IReF- The reorganization of the reporting system for banks in the euro area
The Integrated Reporting Framework (IReF) is an initiative of the European Central Bank (ECB) to consolidate and standardize reporting for banks in the eurozone. CURENTIS looks at the current status of the initiative and the banks' view of the change.
Banks are subject to a large number of reporting obligations, the fulfillment of which is associated with high personnel and administrative costs. For example, banks in the Eurosystem must submit various statistical reports to the supervisory authorities, such as the monthly balance sheet statistics (BSI), theMFI interest rate statistics (MIR), the securities holdings statistics (SHS) and the credit data statistics (AnaCredit). In some cases, identical information is reported multiple times by the institutions in these statistical surveys. IRef is intended to be the long-term solution to this problem and will come into force from 2027.
Goal
IReF aims to reduce the statistical reporting burden for banks through the "collect data only once" principle. To this end, the existing reporting obligations are to be merged into a uniform and standardized reporting framework in order to avoid duplicate reporting or discrepancies between the individual reports and country-specific requirements. As a first step, the four main statistical surveys (credit data statistics (AnaCredit), securities holdings statistics (SHS), monthly balance sheet statistics (BSI) and MFI interest rate statistics (MIR)) will be combined in one regulation by combining the reporting obligations on a highly granular basis (individual loan basis, individual securities basis, individual customer basis). In addition, banks no longer have to apply different reporting procedures, as raw data is collected under IReF instead of templates that have to be specified.
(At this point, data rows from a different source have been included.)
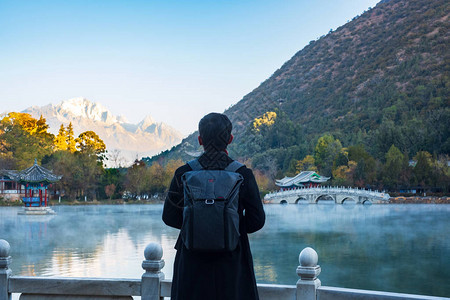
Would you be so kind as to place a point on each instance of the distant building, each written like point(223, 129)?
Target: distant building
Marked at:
point(29, 185)
point(305, 179)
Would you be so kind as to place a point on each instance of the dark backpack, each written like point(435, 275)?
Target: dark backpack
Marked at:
point(211, 202)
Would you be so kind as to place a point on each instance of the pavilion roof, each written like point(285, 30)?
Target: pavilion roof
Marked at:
point(9, 173)
point(36, 173)
point(299, 179)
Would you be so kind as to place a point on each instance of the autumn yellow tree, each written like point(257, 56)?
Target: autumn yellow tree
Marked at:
point(267, 119)
point(24, 139)
point(89, 142)
point(70, 139)
point(61, 139)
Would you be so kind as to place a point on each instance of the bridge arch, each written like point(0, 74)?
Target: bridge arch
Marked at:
point(324, 197)
point(349, 200)
point(301, 200)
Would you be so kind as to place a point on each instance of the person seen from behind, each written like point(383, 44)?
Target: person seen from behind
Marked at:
point(223, 270)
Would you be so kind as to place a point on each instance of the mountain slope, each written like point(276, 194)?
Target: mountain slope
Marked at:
point(381, 79)
point(131, 140)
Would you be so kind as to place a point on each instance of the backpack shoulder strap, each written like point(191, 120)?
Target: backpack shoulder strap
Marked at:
point(234, 166)
point(195, 165)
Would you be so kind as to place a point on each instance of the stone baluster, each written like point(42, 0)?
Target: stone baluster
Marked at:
point(308, 270)
point(5, 271)
point(151, 279)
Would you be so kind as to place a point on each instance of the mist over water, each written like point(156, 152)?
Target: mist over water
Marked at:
point(399, 248)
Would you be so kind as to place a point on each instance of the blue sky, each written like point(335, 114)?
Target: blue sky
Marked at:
point(173, 60)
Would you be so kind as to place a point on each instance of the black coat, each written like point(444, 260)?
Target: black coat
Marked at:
point(211, 276)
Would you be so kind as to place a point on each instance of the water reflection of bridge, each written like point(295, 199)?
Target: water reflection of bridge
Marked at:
point(339, 195)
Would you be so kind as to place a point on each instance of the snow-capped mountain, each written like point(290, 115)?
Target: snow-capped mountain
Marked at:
point(124, 141)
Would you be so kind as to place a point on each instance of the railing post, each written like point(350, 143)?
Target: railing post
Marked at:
point(5, 271)
point(151, 279)
point(308, 270)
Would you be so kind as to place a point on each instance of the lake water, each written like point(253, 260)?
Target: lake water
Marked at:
point(398, 248)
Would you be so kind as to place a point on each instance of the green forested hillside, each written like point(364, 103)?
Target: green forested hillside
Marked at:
point(379, 81)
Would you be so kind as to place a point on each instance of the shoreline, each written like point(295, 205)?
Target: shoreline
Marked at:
point(392, 200)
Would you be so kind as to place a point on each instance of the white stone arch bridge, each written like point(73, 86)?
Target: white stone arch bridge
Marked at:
point(340, 195)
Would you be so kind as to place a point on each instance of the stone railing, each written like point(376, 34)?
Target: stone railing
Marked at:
point(153, 286)
point(382, 195)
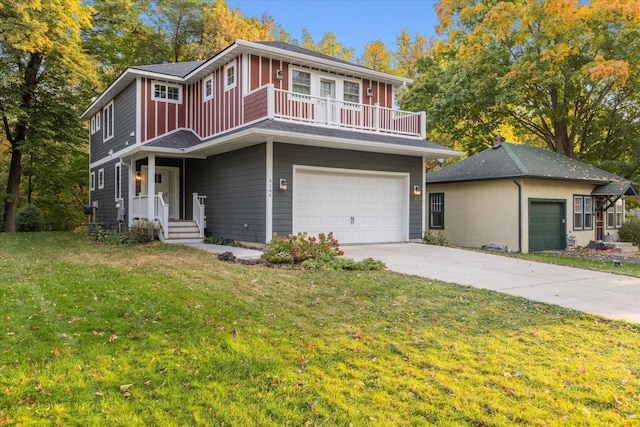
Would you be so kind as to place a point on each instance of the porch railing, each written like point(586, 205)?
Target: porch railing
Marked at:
point(337, 113)
point(198, 212)
point(162, 215)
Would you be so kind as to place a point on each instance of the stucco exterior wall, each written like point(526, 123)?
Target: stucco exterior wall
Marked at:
point(479, 213)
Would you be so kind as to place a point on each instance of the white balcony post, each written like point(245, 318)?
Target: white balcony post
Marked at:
point(151, 188)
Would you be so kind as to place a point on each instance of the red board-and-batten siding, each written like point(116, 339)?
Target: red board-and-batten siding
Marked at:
point(225, 110)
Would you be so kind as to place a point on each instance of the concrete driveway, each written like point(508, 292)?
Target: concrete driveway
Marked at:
point(607, 295)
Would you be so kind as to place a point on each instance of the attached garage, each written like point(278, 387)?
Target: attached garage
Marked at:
point(547, 224)
point(357, 206)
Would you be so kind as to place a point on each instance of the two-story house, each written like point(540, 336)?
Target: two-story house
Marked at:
point(263, 138)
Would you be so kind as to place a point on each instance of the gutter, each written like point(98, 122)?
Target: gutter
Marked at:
point(519, 214)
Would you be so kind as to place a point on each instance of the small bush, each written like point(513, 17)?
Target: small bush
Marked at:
point(299, 248)
point(219, 241)
point(110, 237)
point(630, 231)
point(143, 231)
point(435, 238)
point(29, 218)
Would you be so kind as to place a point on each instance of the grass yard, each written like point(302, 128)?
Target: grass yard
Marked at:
point(161, 335)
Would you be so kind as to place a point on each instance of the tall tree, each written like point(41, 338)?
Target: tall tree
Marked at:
point(556, 69)
point(376, 56)
point(42, 68)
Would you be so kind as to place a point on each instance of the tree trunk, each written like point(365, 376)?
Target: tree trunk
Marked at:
point(13, 191)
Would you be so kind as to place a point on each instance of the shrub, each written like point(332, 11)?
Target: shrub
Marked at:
point(143, 231)
point(219, 241)
point(29, 218)
point(630, 231)
point(435, 238)
point(296, 249)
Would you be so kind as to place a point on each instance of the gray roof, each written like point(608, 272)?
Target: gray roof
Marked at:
point(178, 69)
point(300, 50)
point(512, 161)
point(186, 139)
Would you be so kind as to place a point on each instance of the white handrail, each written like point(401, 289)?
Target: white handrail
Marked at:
point(198, 212)
point(334, 112)
point(162, 215)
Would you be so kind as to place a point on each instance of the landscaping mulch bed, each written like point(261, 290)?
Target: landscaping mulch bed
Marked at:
point(599, 254)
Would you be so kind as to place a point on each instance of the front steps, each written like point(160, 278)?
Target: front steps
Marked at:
point(624, 247)
point(183, 232)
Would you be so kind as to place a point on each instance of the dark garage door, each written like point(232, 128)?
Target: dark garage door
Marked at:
point(546, 225)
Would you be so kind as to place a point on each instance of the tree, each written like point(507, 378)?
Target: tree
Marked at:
point(563, 71)
point(376, 56)
point(42, 71)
The European System of Central Banks (ESCB) is also aiming to standardize this regulation across countries, whereby necessary national reporting obligations are also to be taken into account.
Advantages
The Integrated Reporting Framework is primarily intended to reduce the workload for banks and thus lead to cost savings and increased efficiency. Existing hurdles in the reporting system, such as double reporting and discrepancies between different reports, are to be removed by the Integrated Reporting Framework. In addition to the banks, the addressees can also benefit from the new regulation: For example, a major advantage of standardized data across countries is better comparability between banks.
Schedule
The IReF project is currently in the "Investigation Phase", in which, among other things, the legal and operational framework conditions are being coordinated and a standardized reporting scheme (IReF collection layer) and an extended reporting scheme (extended technical layer) for national requirements are being developed. The IReF is not expected to enter into force before 2027.
Cost-benefit analysis
Due to the complexity of the envisaged IReF and its possible content, the authorities involved are in constant communication with the banking sector and other relevant stakeholders. Part of this continuous exchange includes cost-benefit analyses (CBA). For example, an initial CBA was carried out in November 2020 to assess the potential impact of the IREF together with the banks. A supplementary cost-benefit analysis (cCBA) from November 2023 has provided clarity on the potential advantages and disadvantages of the aforementioned framework through the broad participation of banks throughout the EU. The cCBA, the results of which were published in April 2024, was attended by 287 institutions and examined in particular the expansion of the IReF to include country-specific reporting requirements, an approximation to FINREP solo and additional analytical and operational aspects.
Results
The most important finding of the cost-benefit analysis is the positive response to a centralized and standardized reporting obligation. Among other things, it showed that the majority of participating banks are not opposed to granular data collection, as this can simplify the reporting process. Country-specific reporting requirements, on the other hand, are viewed critically by most banks, as they often lead to considerable additional work. Close coordination between IReF and FINREP data is also seen as advantageous by many respondents, as this enables more efficient and effective reporting, even if there are critical voices regarding the complexity and costs of such coordination. The latter call for a proportional approach in order to minimize the costs and challenges of such a reconciliation. Another sensitive point of the cCBA is the reporting of granular information on real estate loans. There are already different national approaches to reporting real estate loans, including macroprudential indicators. Although the IReF could introduce a standardized implementation here, the majority of the banks surveyed consider the benefits to be too low compared to the high costs.